Deste total, quatro são crianças. A maioria dessas pessoas passaram a viver nas ruas da capital por conta da dependência de álcool e drogas

Da Redação / redacao@diarioam.com.br

Manaus – Um total de 106 pessoas foram identificadas em situação de rua, em Manaus, durante o censo de 2017 coordenado pela Secretaria de Justiça, Direitos Humanos e Cidadania (Sejusc), na noite da última terça-feira (5), no entorno da Feira da Manaus Moderna, no Centro da cidade.

Segundo o coordenador do Centro Estadual de Referência em Direitos Humanos, Cristiano Chixaro, na maioria dos casos essas pessoas passaram a viver nas ruas por causa de dependências de álcool e drogas. Outros problemas que levaram a isso foram brigas de família e separação conjugal.

Foram incluídas no censo, 99 pessoas do sexo masculino e sete do feminino (Foto: Divulgação/Sejusc)

“Desses 106, 70 dos entrevistados estavam com indícios de uso de drogas e de álcool. Eles não relatam abertamente que essa seja a situação que o fizeram sair de casa, mas eles relatam que usam drogas e o álcool desde muito cedo, então a gente leva a entender que o uso dessa substância vem sim acarretando problemas e influenciando”, disse.

Foram incluídas no censo, 99 pessoas do sexo masculino e sete do feminino. Destas, quatro são crianças.
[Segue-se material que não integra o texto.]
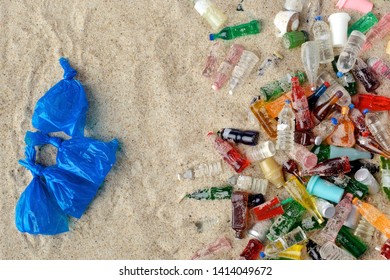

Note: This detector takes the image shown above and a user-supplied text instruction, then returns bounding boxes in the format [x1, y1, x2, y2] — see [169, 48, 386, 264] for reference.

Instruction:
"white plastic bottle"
[313, 16, 334, 64]
[194, 0, 227, 31]
[276, 99, 295, 152]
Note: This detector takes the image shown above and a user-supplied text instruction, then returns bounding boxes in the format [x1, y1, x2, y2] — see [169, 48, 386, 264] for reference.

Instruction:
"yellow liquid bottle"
[194, 0, 227, 31]
[250, 100, 278, 139]
[284, 176, 324, 224]
[352, 197, 390, 238]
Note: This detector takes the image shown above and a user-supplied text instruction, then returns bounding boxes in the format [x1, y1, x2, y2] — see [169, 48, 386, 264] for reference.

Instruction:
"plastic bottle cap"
[314, 136, 323, 146]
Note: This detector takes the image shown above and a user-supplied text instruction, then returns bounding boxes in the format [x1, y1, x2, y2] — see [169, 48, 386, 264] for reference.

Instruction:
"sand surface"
[0, 0, 390, 259]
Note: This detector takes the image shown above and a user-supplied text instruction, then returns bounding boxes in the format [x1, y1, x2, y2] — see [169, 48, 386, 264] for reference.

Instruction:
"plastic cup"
[355, 168, 379, 194]
[328, 13, 351, 48]
[336, 0, 374, 13]
[306, 175, 344, 203]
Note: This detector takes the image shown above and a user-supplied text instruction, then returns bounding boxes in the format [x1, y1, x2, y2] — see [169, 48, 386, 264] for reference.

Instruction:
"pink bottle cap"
[336, 0, 374, 14]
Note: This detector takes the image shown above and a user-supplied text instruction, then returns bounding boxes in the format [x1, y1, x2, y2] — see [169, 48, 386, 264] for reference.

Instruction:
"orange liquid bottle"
[352, 197, 390, 238]
[250, 100, 278, 139]
[326, 106, 356, 148]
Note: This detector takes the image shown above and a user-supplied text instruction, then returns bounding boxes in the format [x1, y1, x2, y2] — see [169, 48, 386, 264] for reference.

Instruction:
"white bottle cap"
[328, 13, 351, 48]
[344, 205, 360, 229]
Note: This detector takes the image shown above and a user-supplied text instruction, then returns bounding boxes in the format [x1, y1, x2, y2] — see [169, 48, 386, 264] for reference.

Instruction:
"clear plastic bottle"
[367, 57, 390, 79]
[313, 16, 334, 64]
[312, 118, 338, 139]
[317, 72, 351, 106]
[257, 52, 284, 78]
[177, 161, 224, 181]
[229, 50, 259, 94]
[320, 193, 352, 242]
[337, 30, 366, 73]
[245, 141, 276, 162]
[363, 110, 390, 151]
[352, 57, 381, 92]
[228, 175, 268, 195]
[193, 0, 227, 30]
[211, 44, 244, 90]
[276, 100, 295, 151]
[288, 143, 318, 169]
[320, 241, 355, 260]
[301, 41, 320, 92]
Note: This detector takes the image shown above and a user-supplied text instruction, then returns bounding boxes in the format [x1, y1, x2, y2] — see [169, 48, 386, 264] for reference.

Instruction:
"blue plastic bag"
[15, 147, 69, 235]
[25, 131, 118, 186]
[32, 58, 88, 137]
[42, 165, 99, 219]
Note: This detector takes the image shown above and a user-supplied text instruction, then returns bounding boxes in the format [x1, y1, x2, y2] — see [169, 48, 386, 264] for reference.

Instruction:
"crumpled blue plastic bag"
[25, 131, 118, 186]
[42, 165, 99, 219]
[32, 58, 88, 136]
[15, 147, 69, 235]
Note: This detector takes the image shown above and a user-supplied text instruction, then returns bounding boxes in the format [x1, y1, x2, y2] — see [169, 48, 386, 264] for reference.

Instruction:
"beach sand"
[0, 0, 390, 260]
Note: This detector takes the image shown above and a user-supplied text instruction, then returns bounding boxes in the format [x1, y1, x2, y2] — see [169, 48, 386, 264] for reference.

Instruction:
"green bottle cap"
[348, 12, 378, 36]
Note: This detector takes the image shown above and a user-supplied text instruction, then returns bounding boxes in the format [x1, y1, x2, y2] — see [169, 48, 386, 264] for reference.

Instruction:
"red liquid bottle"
[232, 191, 249, 239]
[207, 131, 250, 173]
[352, 57, 381, 92]
[349, 104, 371, 138]
[301, 157, 351, 176]
[294, 131, 323, 146]
[240, 238, 264, 260]
[353, 93, 390, 111]
[291, 77, 314, 131]
[312, 91, 343, 123]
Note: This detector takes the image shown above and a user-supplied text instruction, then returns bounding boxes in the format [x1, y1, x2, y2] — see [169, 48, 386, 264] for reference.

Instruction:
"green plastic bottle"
[330, 175, 368, 199]
[312, 144, 373, 162]
[184, 186, 233, 200]
[336, 226, 368, 258]
[348, 12, 378, 36]
[267, 200, 306, 241]
[380, 156, 390, 200]
[210, 20, 261, 41]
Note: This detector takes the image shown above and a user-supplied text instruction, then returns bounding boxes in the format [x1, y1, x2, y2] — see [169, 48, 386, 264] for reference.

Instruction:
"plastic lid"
[306, 175, 320, 194]
[314, 136, 323, 146]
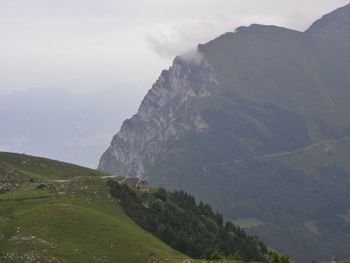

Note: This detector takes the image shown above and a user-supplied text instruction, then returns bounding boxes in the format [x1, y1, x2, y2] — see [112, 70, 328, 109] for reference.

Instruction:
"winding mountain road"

Somando-se aos outros 69 registrados no mapeamento realizado no dia 27 de outubro deste ano, o total geral fica em 175 pessoas em situação de rua na região do Centro de Manaus.

De acordo com o secretário da Sejusc, Clizares Santana, o registro ajuda a atualizar o banco de dados da instituição. “O cadastro é necessário para agilizarmos o atendimento individual e lançando mão de políticas públicas inclui-las em programas sociais e/ou encaminhá-las aos serviços existentes na rede do Governo do Amazonas”, afirma.

O órgão informou que entre as demandas identificadas pela equipe, as mais comuns são falta de documentação básica, como Certidão de Nascimento, RG e CPF, doenças em geral, principalmente de pele, migrantes sem familiares ou conhecidos na cidade, abandono do lar, ausência de familiares e uso de álcool e outras drogas.